People v. McCoy
2014 IL App (2d) 130632
Ill. App. Ct.2015Background
- Thomas McCoy was charged with multiple offenses and a court-ordered fitness evaluation (May 2013) concluded he was unfit but likely restorable within a year.
- At the June 14, 2013 hearing, McCoy personally stated “I demand a jury,” repeatedly objected to a stipulated finding of unfitness, and the trial court admonished him to stop speaking and did not address his jury demand.
- The parties stipulated and the court entered a written order finding McCoy unfit to stand trial; McCoy filed a pro se notice of appeal from that order.
- McCoy was later found restored to fitness (Nov. 25, 2013) and entered guilty pleas in January 2014; he sought appellate review of the earlier unfitness finding and the court’s handling of his jury demand.
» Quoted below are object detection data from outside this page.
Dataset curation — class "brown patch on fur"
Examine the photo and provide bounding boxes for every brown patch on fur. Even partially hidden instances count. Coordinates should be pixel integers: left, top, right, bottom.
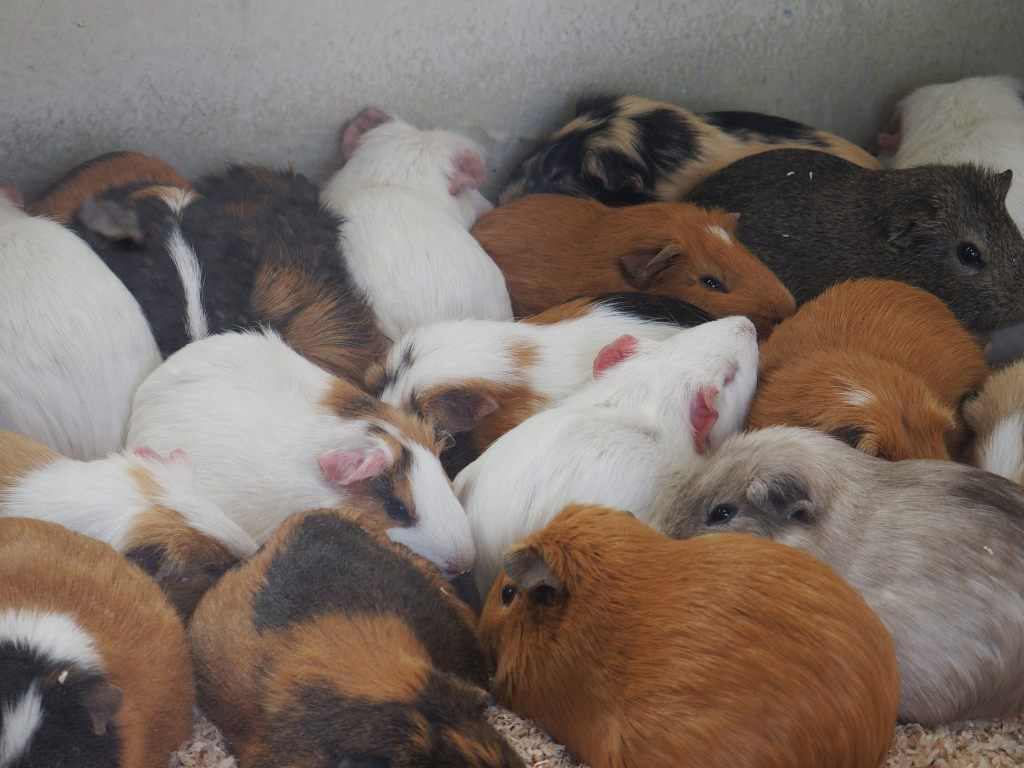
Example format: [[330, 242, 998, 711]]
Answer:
[[473, 195, 796, 336], [29, 152, 193, 224], [0, 518, 196, 768], [479, 506, 899, 768]]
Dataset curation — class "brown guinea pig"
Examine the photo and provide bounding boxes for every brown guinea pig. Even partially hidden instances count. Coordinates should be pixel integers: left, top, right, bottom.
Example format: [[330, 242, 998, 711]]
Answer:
[[473, 195, 796, 335], [0, 518, 196, 768], [479, 506, 899, 768]]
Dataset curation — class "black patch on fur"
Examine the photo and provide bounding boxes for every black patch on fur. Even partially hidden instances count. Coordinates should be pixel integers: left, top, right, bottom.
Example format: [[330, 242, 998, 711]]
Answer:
[[253, 514, 487, 686]]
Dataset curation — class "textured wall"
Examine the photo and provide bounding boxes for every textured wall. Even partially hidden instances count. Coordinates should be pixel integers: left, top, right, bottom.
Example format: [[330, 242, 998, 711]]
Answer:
[[0, 0, 1024, 201]]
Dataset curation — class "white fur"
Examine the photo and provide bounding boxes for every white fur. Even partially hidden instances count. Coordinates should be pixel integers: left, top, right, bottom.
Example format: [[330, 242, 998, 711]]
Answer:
[[128, 332, 473, 572], [0, 201, 160, 459], [455, 317, 758, 593], [323, 120, 512, 339]]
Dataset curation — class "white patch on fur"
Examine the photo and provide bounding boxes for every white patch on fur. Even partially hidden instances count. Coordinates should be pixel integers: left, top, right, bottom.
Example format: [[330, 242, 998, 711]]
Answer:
[[167, 227, 210, 341]]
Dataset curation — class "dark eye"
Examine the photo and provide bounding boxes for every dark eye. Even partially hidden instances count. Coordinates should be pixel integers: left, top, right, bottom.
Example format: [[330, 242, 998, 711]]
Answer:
[[956, 243, 985, 269], [705, 504, 736, 525]]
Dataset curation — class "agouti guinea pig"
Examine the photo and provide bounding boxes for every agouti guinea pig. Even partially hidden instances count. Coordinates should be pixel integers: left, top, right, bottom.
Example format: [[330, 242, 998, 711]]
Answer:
[[323, 106, 512, 340], [0, 193, 160, 459], [367, 293, 714, 475], [964, 360, 1024, 483], [0, 519, 196, 768], [479, 506, 899, 768], [687, 150, 1024, 333], [750, 279, 988, 461], [189, 510, 522, 768], [0, 431, 256, 618], [128, 331, 474, 574], [501, 95, 882, 205], [455, 317, 758, 595], [656, 427, 1024, 726], [473, 195, 795, 334]]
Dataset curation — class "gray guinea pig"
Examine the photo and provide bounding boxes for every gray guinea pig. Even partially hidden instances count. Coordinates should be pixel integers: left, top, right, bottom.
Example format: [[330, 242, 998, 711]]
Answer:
[[686, 150, 1024, 333], [656, 427, 1024, 726]]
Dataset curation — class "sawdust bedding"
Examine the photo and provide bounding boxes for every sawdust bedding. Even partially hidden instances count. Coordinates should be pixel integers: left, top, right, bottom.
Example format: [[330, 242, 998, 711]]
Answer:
[[169, 708, 1024, 768]]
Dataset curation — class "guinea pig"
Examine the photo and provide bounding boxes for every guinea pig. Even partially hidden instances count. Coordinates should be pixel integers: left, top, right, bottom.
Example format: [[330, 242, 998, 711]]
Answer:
[[367, 293, 714, 474], [751, 279, 988, 461], [656, 427, 1024, 727], [128, 331, 474, 574], [189, 510, 522, 768], [964, 360, 1024, 484], [473, 195, 796, 334], [0, 431, 256, 620], [60, 166, 386, 380], [0, 185, 160, 459], [323, 106, 512, 340], [455, 317, 758, 594], [501, 95, 882, 205], [479, 506, 899, 768], [687, 150, 1024, 333], [0, 519, 196, 768]]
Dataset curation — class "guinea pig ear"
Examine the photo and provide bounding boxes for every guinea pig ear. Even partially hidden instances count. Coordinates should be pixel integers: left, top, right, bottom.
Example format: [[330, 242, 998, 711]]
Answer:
[[341, 106, 394, 161], [618, 243, 683, 291], [78, 198, 145, 246], [502, 545, 565, 605]]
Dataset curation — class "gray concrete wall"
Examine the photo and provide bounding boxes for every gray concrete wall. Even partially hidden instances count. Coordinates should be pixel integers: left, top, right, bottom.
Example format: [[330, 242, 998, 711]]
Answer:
[[0, 0, 1024, 196]]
- The appellate court considered mootness exceptions (capable-of-repetition and public-interest) and reached the merits, concluding the trial court erred by disregarding McCoy’s personal demand for a jury under section 104-12.
Issues
| Issue | Plaintiff's Argument | Defendant's Argument | Held |
|---|---|---|---|
| Whether a defendant may personally demand a jury determination of fitness under 725 ILCS 5/104-12 | The State suggested Haynes might be limited and urged deference to counsel’s role; at oral argument it challenged Haynes (forfeited) | McCoy argued Haynes allows the defendant personally to demand a jury and the court must honor that demand | Court held the defendant has a statutory right to personally demand a jury under §104-12; the trial court erred by ignoring his demand |
| Whether People v. Holt undermines Haynes or permits courts to disregard a defendant’s jury demand | State argued Holt called Haynes into question and counsel may override client preferences | McCoy relied on Haynes distinction: Holt addresses counsel’s advocacy choices, not the right to demand a jury | Court held Holt is not inconsistent with Haynes; Holt concerns counsel’s tactical choices when evidence shows unfitness, not the statutory demand right |
| Mootness of appeal after restoration to fitness and guilty pleas | State implied the issue might be moot given restoration and pleas | McCoy invoked capable-of-repetition and public-interest exceptions to preserve review | Court applied capable-of-repetition and public-interest exceptions and reached the merits |
| Whether trial court’s ignoring of personal jury demand affects jurisdiction or requires reversal | State did not press a contrary statutory interpretation in briefing; raised arguments at oral argument (forfeited) | McCoy argued the statutory right would be meaningless if courts could ignore a personal demand | Court reversed and remanded for failure to honor the statutory right to a jury demand |
Key Cases Cited
- People v. Haynes, 174 Ill.2d 204 (Ill. 1996) (interpreting “the defense” in §104-12 to include the defendant and allowing a defendant to be part of the decision to demand a jury)
- People v. Holt, 2014 IL 116989 (Ill. 2014) (holding counsel need not advocate for a finding of fitness when evidence clearly shows unfitness; limited to counsel’s advocacy role)
- People v. Manning, 76 Ill.2d 235 (Ill. 1979) (no constitutional right to a jury for fitness hearings; statutory right is provided by the legislature)
- In re Alfred H.H., 233 Ill.2d 345 (Ill. 2009) (describing mootness exceptions, including capable-of-repetition and public-interest)
- People v. Rita P., 2014 IL 115798 (Ill. 2014) (setting criteria for applying the public-interest exception to mootness)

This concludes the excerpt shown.